100 columns (wooden building components)
120 Load-bearing part 140 Non-combustion layer 160 Air layer 180 Spacer 300 Beam (wooden building member)
320 Load-bearing part 340 Flame-retardant layer 360 Air layer 380 Spacer

The wooden building member has a load supporting portion made of wood having a long rectangular cross section and at least two non-burning layers covering at least three sides of the outer periphery of the load supporting portion over the entire length thereof. . Further, in the wooden building member, an air layer that penetrates from one end to the other end in the longitudinal direction is further provided between at least two non-burning layers.

Claims (6)

A load supporting part made of wood with a long and rectangular cross section,
At least two non-combustion layers covering at least three sides of the outer periphery of the load supporting portion over the entire length thereof;
A wooden building member having
An air layer is further provided between the at least two non-burning layers,
Wooden building material.

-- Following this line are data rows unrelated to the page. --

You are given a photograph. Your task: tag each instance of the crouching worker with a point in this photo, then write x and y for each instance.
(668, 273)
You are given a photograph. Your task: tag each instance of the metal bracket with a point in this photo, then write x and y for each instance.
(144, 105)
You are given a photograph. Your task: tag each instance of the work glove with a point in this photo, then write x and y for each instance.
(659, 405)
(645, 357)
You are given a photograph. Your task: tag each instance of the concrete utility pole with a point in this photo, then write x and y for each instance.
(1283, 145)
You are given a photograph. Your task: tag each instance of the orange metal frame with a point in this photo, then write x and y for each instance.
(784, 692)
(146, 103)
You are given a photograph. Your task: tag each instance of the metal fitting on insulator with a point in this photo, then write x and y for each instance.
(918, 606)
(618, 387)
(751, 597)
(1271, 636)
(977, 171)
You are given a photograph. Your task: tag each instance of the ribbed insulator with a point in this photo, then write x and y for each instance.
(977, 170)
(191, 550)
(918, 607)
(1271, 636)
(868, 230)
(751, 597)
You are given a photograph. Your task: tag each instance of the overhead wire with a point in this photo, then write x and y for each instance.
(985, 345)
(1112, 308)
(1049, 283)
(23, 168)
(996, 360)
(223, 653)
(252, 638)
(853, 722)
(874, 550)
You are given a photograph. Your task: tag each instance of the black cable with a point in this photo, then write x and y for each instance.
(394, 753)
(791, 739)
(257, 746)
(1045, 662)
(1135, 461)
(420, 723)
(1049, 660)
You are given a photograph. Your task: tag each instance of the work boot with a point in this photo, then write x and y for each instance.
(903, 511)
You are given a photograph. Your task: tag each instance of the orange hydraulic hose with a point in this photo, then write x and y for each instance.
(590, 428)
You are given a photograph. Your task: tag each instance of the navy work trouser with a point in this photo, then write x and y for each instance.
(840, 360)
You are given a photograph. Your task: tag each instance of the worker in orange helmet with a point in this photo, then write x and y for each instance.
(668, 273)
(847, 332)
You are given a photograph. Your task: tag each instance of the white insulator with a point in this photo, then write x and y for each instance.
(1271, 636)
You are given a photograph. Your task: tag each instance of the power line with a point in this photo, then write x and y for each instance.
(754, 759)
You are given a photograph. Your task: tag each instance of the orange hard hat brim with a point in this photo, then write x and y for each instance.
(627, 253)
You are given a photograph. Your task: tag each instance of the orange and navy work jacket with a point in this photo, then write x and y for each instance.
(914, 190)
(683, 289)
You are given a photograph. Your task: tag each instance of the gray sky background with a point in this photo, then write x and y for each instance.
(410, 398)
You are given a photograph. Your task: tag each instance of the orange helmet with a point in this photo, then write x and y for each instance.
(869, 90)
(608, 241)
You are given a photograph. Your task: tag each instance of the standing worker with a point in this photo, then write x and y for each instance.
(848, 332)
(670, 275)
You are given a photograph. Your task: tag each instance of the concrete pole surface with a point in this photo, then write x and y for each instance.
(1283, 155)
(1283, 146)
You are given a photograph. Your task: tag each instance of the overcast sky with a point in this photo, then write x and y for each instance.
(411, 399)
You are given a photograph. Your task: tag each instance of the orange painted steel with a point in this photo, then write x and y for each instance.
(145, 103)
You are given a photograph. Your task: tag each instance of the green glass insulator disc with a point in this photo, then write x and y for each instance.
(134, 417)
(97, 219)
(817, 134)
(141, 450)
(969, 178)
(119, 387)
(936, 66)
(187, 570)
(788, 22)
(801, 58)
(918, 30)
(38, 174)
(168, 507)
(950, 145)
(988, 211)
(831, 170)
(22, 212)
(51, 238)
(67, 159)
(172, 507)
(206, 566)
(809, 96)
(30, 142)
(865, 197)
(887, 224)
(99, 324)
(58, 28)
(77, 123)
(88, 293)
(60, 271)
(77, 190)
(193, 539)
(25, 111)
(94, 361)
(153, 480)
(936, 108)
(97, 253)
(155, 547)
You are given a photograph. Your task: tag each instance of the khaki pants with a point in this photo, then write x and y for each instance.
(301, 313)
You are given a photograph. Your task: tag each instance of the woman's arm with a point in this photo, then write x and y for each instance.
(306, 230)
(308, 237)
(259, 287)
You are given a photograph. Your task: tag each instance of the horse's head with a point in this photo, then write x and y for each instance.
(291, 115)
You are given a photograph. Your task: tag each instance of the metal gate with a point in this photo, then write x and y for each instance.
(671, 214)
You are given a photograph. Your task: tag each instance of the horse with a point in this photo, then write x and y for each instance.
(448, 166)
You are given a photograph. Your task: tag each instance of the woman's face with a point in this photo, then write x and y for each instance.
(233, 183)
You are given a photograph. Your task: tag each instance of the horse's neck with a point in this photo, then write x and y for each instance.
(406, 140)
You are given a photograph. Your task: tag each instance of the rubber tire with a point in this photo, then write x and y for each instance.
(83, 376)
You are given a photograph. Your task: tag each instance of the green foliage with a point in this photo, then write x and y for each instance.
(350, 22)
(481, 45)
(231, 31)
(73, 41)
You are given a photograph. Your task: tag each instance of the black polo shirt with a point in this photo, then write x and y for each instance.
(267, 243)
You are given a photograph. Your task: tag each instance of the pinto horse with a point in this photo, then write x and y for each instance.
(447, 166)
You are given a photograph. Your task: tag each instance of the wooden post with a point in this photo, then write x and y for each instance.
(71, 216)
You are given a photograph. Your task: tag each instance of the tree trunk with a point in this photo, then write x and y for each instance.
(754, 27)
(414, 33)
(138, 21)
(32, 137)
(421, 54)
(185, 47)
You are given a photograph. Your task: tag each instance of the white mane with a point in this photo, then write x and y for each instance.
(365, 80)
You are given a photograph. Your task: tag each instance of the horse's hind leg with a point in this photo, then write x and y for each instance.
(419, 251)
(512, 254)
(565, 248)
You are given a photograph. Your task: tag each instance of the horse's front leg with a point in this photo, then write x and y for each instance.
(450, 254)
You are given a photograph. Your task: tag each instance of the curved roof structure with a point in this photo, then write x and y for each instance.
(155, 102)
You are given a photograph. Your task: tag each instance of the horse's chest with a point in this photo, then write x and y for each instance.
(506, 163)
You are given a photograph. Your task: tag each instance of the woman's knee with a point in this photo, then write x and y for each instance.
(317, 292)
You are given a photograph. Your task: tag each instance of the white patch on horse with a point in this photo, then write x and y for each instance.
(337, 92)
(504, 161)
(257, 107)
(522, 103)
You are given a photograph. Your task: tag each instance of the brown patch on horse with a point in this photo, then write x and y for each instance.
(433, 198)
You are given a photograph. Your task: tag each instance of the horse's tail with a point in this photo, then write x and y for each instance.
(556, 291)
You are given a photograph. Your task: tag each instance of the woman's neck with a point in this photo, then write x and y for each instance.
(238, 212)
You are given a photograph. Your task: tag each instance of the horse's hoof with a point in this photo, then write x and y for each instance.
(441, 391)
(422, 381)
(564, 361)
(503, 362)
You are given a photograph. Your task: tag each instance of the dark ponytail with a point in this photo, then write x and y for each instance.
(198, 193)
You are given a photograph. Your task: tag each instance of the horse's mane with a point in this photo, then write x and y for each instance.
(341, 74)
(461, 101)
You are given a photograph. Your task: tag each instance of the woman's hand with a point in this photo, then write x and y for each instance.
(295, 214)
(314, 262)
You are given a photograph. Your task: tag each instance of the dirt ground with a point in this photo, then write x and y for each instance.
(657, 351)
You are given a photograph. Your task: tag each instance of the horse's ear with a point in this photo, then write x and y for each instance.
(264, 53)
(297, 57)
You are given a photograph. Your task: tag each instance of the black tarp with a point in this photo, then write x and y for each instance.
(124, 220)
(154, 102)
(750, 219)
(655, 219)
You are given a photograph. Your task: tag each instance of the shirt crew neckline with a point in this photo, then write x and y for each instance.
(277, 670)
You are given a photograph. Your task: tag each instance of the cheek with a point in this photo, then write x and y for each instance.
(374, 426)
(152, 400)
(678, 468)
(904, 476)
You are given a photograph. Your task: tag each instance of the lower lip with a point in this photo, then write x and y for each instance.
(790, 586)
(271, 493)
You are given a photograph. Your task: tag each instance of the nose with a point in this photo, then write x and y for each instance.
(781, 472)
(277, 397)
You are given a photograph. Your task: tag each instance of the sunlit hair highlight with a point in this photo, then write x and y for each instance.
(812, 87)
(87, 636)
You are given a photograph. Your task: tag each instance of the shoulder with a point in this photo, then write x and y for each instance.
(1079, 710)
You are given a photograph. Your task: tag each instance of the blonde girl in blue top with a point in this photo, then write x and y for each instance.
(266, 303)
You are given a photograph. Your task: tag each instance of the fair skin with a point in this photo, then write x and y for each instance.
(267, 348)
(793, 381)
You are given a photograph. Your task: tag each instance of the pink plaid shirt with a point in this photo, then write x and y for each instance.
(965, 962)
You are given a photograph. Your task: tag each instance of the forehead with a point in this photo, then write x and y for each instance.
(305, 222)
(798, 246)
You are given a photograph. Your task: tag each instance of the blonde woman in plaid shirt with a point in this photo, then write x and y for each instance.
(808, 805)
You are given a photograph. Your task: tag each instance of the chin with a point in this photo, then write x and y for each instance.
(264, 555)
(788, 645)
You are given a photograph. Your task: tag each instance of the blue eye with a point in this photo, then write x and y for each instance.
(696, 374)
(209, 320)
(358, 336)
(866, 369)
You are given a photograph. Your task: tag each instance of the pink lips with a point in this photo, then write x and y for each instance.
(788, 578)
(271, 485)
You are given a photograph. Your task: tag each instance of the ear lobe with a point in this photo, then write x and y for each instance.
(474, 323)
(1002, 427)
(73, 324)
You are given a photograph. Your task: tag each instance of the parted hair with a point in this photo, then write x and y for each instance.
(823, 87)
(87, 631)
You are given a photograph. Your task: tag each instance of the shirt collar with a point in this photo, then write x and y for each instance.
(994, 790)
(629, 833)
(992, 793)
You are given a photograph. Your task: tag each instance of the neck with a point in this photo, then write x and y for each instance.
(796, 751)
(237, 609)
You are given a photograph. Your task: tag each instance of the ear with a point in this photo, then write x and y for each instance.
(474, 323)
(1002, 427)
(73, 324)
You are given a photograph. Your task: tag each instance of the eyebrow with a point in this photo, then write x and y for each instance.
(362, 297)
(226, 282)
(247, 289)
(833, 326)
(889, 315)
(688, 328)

The flame-retardant layer is made of gypsum board,
The wooden building member according to claim 1. The air layer is formed by a plurality of spacers,
The wooden building member according to claim 1 or 2. The spacer extends in the material axis direction of the load supporting portion,
The wooden building member according to claim 3. The spacer extends on a cross section of the load support,
The wooden building member according to claim 3. A part of the spacer is cut off,
The wooden building member according to claim 4 or 5.